The debate moved through several stages:
- College-level disagreement in Udupi
- Student protests and counter-protests across Karnataka
- Government order in February 2022
- Karnataka High Court verdict in March 2022
- Supreme Court proceedings and split verdict
- Political debate during and after Karnataka elections
- 2026 rollback by the Congress government
This journey shows how education policy in India often becomes more than administration. It becomes a debate on rights, identity, secularism and electoral politics.
Summing it up
Karnataka’s new order is not just about hijab. It is about how a diverse society manages classrooms where children come from different faiths, customs and family backgrounds.
The government says it is protecting education and inclusivity. BJP says it is compromising the secular character of classrooms.
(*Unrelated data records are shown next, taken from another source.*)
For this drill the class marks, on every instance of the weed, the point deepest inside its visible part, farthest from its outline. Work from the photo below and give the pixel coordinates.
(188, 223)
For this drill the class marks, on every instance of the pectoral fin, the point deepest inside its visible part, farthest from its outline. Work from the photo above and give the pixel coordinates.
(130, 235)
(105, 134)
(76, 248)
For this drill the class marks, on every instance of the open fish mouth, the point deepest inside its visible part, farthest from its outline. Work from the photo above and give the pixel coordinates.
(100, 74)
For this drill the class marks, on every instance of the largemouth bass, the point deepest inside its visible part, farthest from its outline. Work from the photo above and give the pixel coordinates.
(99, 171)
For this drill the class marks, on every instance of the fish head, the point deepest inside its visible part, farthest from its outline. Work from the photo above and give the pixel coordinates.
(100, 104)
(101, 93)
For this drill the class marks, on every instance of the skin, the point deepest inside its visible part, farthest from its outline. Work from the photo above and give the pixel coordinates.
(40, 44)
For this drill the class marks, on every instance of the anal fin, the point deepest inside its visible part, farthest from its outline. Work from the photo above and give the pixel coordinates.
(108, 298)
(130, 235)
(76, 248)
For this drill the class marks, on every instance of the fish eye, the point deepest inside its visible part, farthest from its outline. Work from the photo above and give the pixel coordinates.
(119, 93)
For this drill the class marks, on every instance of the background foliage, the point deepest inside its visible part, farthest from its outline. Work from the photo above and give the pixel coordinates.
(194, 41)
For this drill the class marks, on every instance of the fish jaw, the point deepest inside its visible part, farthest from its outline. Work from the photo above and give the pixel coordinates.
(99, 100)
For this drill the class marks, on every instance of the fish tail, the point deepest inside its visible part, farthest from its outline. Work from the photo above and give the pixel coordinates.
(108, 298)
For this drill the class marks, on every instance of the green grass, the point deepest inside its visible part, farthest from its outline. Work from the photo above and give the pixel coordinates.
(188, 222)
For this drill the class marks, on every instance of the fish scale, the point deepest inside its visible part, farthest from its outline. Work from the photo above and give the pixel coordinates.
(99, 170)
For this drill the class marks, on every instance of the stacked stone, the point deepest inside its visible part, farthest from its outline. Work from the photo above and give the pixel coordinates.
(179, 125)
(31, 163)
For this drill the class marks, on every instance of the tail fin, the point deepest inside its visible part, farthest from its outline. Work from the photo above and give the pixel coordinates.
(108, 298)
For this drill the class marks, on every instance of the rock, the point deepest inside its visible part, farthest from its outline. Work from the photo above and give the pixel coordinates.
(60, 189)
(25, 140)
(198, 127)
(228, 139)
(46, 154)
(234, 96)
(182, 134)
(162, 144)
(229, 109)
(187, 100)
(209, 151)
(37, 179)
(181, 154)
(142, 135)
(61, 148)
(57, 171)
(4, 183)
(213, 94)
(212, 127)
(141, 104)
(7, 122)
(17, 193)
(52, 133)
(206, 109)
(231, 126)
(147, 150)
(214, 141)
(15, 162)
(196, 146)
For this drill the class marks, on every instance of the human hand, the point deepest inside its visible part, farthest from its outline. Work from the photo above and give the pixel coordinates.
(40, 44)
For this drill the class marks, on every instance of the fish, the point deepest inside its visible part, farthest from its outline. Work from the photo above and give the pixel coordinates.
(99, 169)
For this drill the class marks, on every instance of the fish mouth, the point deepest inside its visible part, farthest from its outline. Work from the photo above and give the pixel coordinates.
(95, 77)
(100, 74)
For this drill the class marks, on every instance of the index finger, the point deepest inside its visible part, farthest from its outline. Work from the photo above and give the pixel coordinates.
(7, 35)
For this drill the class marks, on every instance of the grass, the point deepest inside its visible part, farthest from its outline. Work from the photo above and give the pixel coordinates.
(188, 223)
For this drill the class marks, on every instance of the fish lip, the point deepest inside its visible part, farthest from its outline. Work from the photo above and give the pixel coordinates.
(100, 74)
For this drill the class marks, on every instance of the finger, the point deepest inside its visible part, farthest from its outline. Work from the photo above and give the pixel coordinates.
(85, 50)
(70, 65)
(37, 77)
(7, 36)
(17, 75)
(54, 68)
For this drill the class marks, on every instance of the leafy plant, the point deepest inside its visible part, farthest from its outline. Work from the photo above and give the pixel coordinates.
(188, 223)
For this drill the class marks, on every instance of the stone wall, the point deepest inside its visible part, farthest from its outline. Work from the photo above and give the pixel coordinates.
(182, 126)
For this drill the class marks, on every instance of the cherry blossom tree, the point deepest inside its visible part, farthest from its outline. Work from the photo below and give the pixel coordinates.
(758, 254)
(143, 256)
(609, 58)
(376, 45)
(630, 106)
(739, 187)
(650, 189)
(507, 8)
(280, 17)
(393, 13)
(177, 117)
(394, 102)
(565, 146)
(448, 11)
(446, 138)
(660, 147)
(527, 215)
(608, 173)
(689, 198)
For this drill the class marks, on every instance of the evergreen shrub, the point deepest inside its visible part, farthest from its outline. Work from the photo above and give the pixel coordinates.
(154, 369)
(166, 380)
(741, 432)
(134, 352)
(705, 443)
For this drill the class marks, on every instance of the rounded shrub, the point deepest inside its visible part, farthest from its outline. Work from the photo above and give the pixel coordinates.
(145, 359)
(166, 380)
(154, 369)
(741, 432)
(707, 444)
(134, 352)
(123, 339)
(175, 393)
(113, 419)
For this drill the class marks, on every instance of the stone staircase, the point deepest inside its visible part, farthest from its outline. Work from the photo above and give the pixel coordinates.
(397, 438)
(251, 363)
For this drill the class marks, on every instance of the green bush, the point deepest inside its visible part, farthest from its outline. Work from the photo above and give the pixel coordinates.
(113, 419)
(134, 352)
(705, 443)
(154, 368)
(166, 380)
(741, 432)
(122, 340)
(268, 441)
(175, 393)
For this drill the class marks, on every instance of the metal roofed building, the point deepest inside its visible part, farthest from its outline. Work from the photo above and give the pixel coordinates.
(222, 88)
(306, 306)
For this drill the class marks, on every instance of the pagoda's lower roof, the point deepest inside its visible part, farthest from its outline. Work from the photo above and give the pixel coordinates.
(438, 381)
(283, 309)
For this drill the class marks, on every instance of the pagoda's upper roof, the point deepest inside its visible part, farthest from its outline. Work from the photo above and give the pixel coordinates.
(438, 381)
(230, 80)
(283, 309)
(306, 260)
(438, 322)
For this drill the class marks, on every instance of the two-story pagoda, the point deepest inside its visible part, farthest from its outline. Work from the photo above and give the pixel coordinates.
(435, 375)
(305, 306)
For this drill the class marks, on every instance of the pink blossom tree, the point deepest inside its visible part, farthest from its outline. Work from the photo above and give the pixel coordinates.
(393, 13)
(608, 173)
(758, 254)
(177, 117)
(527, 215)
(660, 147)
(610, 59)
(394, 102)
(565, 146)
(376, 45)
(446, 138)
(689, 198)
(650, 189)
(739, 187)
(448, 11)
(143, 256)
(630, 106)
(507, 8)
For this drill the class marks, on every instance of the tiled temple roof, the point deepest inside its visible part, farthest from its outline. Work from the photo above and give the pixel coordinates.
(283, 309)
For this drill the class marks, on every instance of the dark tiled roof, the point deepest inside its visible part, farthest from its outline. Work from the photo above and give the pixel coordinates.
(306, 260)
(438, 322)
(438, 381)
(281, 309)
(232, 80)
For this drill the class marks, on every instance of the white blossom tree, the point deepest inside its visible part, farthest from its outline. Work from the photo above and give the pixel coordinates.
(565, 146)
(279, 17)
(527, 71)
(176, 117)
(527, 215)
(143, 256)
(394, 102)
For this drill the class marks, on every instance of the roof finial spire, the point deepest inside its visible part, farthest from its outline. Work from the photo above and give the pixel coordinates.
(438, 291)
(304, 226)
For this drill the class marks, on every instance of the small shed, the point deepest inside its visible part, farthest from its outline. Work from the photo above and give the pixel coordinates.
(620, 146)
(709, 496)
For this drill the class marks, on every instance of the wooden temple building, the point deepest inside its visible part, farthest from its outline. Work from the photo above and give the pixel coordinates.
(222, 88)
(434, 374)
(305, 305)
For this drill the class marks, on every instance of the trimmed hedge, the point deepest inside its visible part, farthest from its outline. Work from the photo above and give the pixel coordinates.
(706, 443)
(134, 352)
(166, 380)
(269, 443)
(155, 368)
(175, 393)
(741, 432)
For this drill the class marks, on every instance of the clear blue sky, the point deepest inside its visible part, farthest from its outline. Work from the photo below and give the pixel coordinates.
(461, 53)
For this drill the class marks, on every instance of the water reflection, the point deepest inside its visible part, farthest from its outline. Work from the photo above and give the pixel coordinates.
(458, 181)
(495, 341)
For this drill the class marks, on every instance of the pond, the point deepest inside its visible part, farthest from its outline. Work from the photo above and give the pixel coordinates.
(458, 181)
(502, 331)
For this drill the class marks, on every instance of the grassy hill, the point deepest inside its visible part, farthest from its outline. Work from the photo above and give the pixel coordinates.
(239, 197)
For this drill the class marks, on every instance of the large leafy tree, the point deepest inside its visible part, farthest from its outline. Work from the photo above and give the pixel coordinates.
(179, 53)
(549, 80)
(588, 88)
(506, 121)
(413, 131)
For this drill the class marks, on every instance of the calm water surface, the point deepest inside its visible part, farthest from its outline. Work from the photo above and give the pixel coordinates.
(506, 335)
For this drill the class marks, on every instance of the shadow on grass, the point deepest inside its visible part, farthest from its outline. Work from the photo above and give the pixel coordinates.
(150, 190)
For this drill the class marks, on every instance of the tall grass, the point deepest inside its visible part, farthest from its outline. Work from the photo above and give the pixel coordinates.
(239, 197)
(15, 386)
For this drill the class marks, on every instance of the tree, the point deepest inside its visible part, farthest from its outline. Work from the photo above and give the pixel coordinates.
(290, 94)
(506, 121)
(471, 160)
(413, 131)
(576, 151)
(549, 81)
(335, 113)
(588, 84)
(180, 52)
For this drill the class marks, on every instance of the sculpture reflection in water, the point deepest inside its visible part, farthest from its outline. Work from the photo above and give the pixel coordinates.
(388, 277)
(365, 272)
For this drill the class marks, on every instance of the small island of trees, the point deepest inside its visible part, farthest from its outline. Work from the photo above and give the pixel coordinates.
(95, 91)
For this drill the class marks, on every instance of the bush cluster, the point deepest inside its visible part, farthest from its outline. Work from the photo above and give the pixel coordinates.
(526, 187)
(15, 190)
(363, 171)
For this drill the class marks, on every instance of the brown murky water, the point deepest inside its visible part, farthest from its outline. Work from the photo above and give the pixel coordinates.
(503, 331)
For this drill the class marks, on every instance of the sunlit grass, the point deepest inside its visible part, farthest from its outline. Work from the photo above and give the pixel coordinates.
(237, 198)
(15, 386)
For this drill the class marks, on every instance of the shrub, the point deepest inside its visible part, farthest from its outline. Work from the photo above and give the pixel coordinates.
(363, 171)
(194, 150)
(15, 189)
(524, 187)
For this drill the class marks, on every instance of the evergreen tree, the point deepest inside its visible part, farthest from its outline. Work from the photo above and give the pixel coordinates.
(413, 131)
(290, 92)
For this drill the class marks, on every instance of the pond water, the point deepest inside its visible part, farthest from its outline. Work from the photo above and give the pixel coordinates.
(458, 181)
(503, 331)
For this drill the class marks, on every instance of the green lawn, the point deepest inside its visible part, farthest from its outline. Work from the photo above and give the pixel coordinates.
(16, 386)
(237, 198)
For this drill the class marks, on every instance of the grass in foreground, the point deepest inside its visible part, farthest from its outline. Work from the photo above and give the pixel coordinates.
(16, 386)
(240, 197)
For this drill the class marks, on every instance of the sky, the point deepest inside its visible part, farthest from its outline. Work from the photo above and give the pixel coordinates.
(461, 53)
Between these two positions stands the student — the one who simply wants to attend class, write exams and move ahead in life.
For Karnataka, the challenge now is not only to issue an order, but to ensure that it is implemented peacefully, fairly and without turning school gates into political battlegrounds again.
FAQs
Q1. Has Karnataka withdrawn the hijab ban in schools?
Yes. The Karnataka government has withdrawn the February 5, 2022 uniform order that had led to restrictions on hijabs in schools and pre-university colleges. The new order allows students to wear limited faith-based and traditional symbols along with prescribed uniforms.
Q2. Is hijab now allowed in Karnataka schools and colleges?
Yes. Under the revised guidelines, students can wear hijab with the prescribed uniform, provided it does not affect discipline, safety or student identification.
Q3. Are sacred thread and rudraksha allowed in Karnataka schools?
Yes. The new order allows traditional and faith-based symbols such as janivara or sacred thread, rudraksha, shivadhara and other permitted symbols along with uniforms.
Q4. Are school uniforms still compulsory in Karnataka?
Yes. The Karnataka government has clarified that uniforms remain compulsory. The order only allows limited religious and traditional symbols to be worn along with the uniform.
Q5. Which institutions are covered under the new Karnataka order?
The new guidelines apply to government, aided and private schools, as well as pre-university colleges across Karnataka.
Q6. Why was the 2022 hijab order controversial?
The 2022 order led to restrictions on hijabs in educational institutions. It triggered protests, counter-protests and legal battles across Karnataka and later became a national debate on religious freedom, education and dress codes.
Q7. What did the Karnataka High Court say about hijab?
In March 2022, the Karnataka High Court upheld the restrictions and ruled that wearing hijab was not an essential religious practice in the context of school uniforms.